Vistas Inolvidables desde las Cumbres

Desde la cima de Cotillamón, la panorámica es impresionante, ofreciendo vistas de toda la comarca y la costa de Cantabria. En el caso de Marimón, la vista abarca una perspectiva diferente del paisaje, con la bahía de Santander a lo lejos y los hermosos valles de la región a tus pies.

Este ascenso no solo te proporciona una buena dosis de ejercicio, sino también una conexión profunda con la naturaleza.
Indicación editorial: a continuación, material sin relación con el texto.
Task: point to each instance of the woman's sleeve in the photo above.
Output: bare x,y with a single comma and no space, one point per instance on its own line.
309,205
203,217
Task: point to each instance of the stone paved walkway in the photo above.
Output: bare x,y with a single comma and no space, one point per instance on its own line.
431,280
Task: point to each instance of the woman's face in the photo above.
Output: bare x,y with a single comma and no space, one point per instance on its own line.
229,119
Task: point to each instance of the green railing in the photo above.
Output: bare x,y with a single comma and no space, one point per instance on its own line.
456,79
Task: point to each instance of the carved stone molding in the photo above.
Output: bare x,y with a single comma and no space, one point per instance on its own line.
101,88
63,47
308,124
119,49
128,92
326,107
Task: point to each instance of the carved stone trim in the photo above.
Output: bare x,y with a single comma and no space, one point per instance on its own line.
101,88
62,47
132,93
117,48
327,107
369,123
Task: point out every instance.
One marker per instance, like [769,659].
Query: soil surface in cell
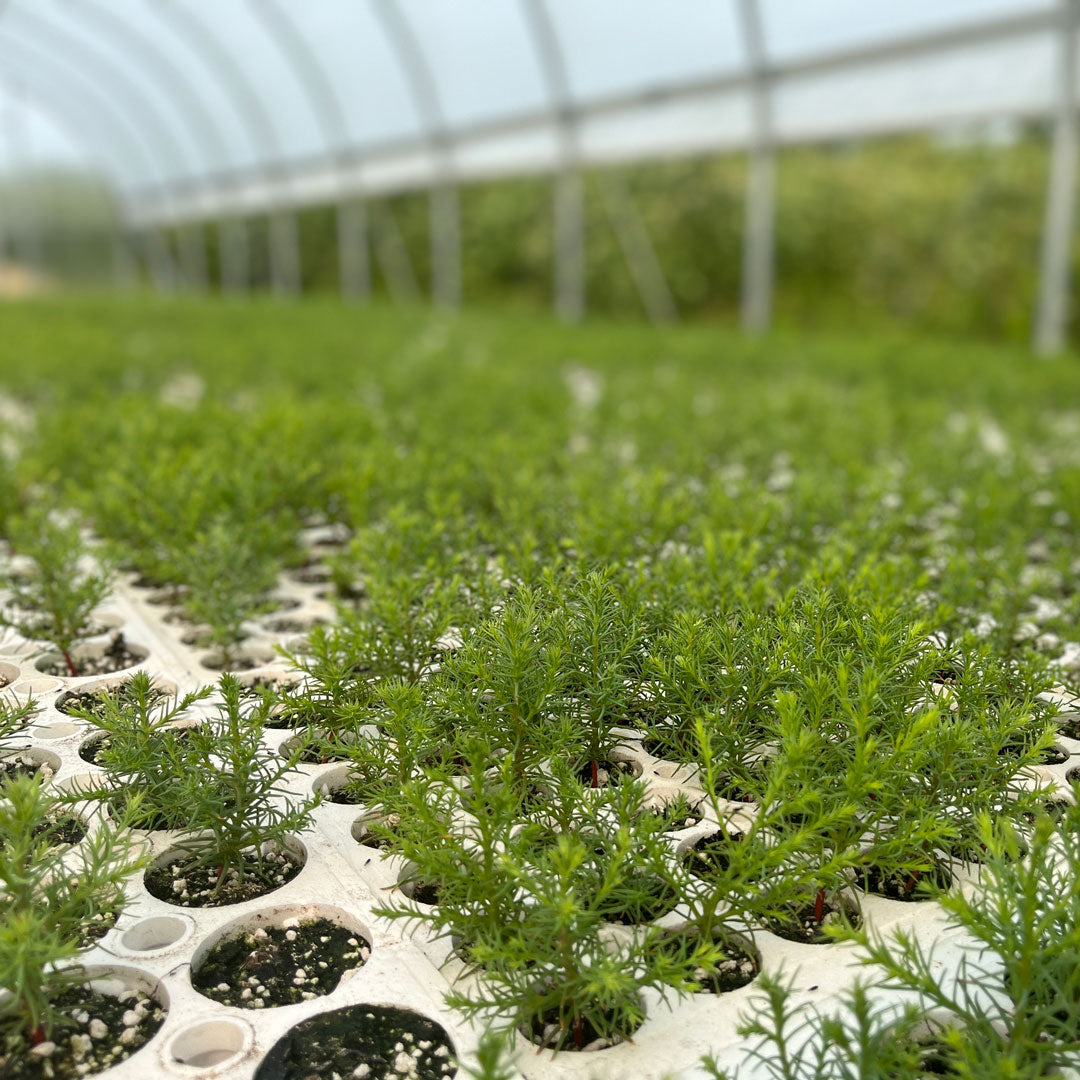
[646,898]
[96,1031]
[804,926]
[367,1042]
[96,927]
[218,663]
[280,966]
[21,764]
[91,750]
[738,968]
[711,854]
[545,1030]
[189,885]
[377,840]
[117,657]
[606,772]
[906,887]
[93,701]
[64,828]
[286,625]
[676,815]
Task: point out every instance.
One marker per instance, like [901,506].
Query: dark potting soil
[96,927]
[736,970]
[322,750]
[1054,755]
[189,885]
[607,772]
[93,701]
[97,1031]
[369,839]
[802,926]
[64,828]
[218,663]
[91,748]
[673,747]
[711,853]
[286,625]
[117,657]
[392,1043]
[676,815]
[21,764]
[545,1030]
[1068,725]
[422,891]
[349,794]
[280,966]
[313,574]
[1053,808]
[906,887]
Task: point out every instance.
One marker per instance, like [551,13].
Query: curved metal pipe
[445,210]
[70,49]
[354,269]
[284,246]
[199,121]
[569,207]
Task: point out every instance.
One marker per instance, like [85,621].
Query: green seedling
[51,894]
[55,602]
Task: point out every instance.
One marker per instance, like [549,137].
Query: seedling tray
[154,943]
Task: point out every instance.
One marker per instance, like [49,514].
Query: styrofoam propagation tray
[154,943]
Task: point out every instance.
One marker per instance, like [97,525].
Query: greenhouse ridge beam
[311,185]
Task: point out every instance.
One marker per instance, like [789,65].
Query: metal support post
[637,251]
[284,254]
[1051,325]
[354,262]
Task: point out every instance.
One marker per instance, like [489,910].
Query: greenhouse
[539,539]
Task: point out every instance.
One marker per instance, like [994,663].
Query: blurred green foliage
[940,238]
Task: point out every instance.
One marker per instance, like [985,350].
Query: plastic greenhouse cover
[225,118]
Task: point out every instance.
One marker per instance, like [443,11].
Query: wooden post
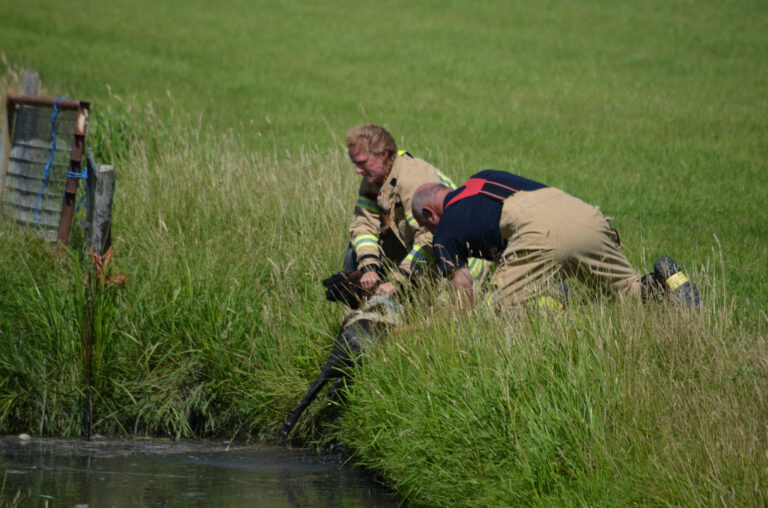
[102,214]
[100,239]
[30,82]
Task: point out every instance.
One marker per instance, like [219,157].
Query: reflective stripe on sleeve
[476,268]
[445,180]
[418,254]
[364,241]
[367,204]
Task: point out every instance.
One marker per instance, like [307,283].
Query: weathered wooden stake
[30,82]
[102,214]
[100,236]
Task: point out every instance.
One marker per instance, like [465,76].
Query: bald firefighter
[536,233]
[383,228]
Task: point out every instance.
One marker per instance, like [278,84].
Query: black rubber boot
[668,273]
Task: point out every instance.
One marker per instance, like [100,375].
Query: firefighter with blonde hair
[383,229]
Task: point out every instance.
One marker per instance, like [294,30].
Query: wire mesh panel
[46,138]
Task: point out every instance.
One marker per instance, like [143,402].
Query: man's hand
[386,290]
[369,280]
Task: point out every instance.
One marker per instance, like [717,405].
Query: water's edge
[141,472]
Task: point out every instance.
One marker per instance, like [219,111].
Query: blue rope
[47,170]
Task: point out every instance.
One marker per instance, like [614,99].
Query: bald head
[427,205]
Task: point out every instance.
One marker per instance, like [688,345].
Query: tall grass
[655,112]
[603,404]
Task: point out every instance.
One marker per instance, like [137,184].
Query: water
[106,473]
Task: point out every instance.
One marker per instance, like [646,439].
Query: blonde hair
[372,139]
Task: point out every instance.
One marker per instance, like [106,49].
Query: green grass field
[226,124]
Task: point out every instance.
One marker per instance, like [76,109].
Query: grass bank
[223,324]
[225,121]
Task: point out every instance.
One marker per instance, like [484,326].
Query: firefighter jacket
[388,208]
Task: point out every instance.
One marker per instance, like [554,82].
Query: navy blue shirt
[469,227]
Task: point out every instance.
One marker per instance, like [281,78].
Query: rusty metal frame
[83,109]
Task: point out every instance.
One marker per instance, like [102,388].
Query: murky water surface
[105,473]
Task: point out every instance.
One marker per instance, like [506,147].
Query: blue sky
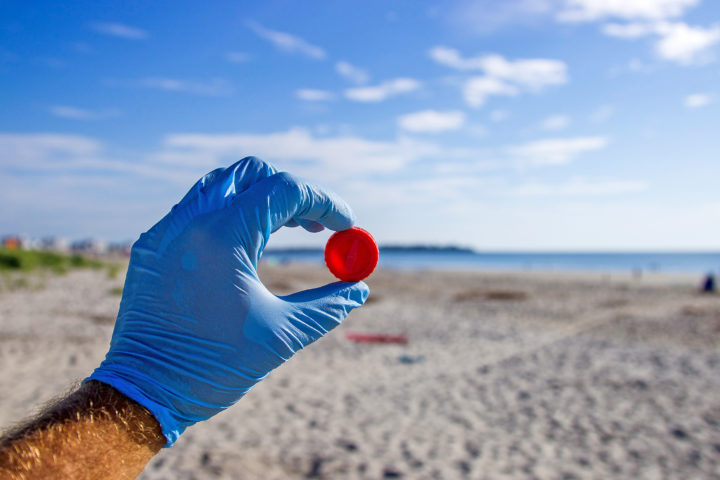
[513,125]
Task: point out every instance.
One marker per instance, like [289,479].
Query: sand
[505,375]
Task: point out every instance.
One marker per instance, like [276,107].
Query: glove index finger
[291,198]
[285,199]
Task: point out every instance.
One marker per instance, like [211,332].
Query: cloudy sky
[513,125]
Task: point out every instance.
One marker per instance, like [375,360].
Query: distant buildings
[90,246]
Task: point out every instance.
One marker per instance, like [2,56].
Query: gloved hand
[196,327]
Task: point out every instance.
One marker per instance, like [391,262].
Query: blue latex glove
[196,327]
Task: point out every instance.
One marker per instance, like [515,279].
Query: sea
[634,262]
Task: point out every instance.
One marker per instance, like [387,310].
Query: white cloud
[237,57]
[534,73]
[314,95]
[212,87]
[320,157]
[119,30]
[499,115]
[555,151]
[432,121]
[288,43]
[592,10]
[65,111]
[555,122]
[684,44]
[451,58]
[675,41]
[697,100]
[487,16]
[381,92]
[582,187]
[502,76]
[351,72]
[478,89]
[31,149]
[628,30]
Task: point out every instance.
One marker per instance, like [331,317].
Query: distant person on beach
[196,327]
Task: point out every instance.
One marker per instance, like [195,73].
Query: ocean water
[699,263]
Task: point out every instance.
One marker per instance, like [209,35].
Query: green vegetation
[27,260]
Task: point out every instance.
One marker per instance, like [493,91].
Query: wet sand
[505,375]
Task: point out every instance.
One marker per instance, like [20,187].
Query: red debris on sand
[376,338]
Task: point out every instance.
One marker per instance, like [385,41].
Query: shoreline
[504,375]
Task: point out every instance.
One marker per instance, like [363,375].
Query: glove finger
[274,201]
[309,225]
[319,310]
[217,188]
[212,192]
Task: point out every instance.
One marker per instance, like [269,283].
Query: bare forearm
[96,432]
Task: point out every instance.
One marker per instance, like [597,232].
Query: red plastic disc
[351,255]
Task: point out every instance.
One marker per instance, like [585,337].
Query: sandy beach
[505,375]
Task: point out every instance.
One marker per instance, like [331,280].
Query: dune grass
[28,260]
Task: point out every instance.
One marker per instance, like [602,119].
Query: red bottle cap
[351,255]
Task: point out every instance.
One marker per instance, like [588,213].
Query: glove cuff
[117,377]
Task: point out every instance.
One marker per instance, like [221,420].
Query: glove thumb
[324,308]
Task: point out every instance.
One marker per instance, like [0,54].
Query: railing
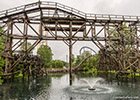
[70,10]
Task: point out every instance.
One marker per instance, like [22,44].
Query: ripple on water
[84,90]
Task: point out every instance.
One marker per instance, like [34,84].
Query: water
[94,81]
[56,87]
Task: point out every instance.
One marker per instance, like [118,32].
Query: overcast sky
[119,7]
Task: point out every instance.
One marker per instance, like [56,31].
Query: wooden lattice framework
[67,24]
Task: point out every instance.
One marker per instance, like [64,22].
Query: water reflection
[56,87]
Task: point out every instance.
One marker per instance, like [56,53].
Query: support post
[70,54]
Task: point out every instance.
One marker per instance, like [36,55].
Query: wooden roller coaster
[116,36]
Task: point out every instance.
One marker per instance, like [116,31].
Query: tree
[56,64]
[23,46]
[46,54]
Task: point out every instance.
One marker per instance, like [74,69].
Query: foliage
[23,46]
[56,64]
[46,54]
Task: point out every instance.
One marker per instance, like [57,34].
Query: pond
[56,87]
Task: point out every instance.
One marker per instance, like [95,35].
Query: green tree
[57,64]
[46,54]
[23,46]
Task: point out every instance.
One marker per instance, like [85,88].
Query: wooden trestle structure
[67,24]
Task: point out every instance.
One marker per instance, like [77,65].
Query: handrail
[70,10]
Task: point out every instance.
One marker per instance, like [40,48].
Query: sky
[118,7]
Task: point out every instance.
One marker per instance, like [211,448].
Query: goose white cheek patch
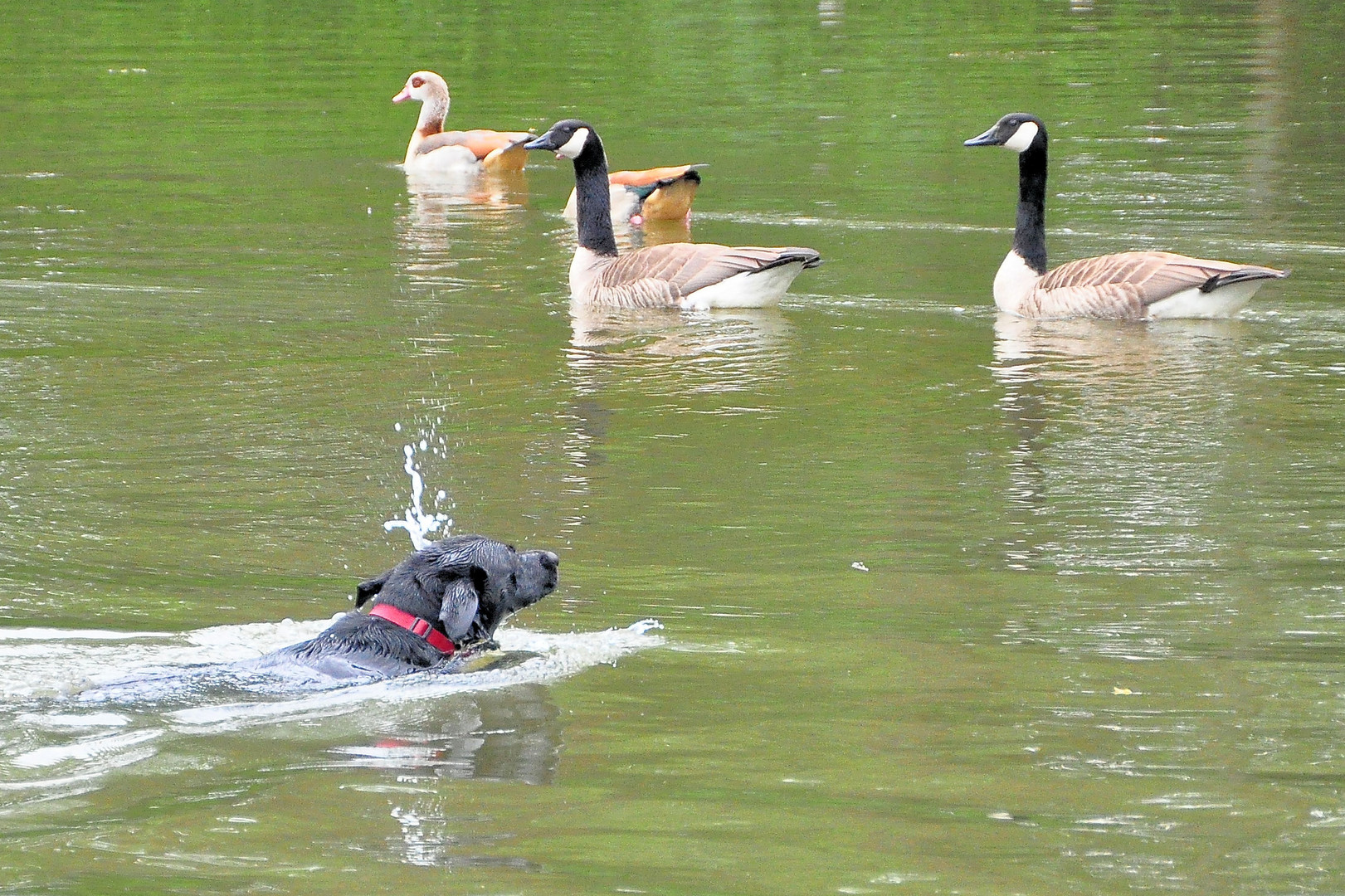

Las Tetas de Liérganes son un destino perfecto para los amantes del senderismo que busquen una mezcla de aventura y paisajes espectaculares.

Consejos para el Ascenso

  • Calzado adecuado: Debido al terreno irregular y kárstico, es recomendable llevar botas de montaña o calzado adecuado para senderismo.

  • Agua y protección solar: Aunque parte del camino transcurre por carretera asfaltada, algunas secciones no están cubiertas por sombra, así que asegúrate de llevar agua y protección solar.

  • Precaución con los perros: Como se mencionó anteriormente, en el camino entre Cotillamón y Marimón, es común encontrar un perro en la casa ganadera, así que mantén la distancia y sigue las indicaciones de seguridad.

Las Tetas de Liérganes son una de esas rutas que dejan huella, tanto por su singularidad como por la recompensa visual al alcanzar la cima. Sin duda, es un planazo para los amantes de la naturaleza que busquen una escapada diferente en Cantabria.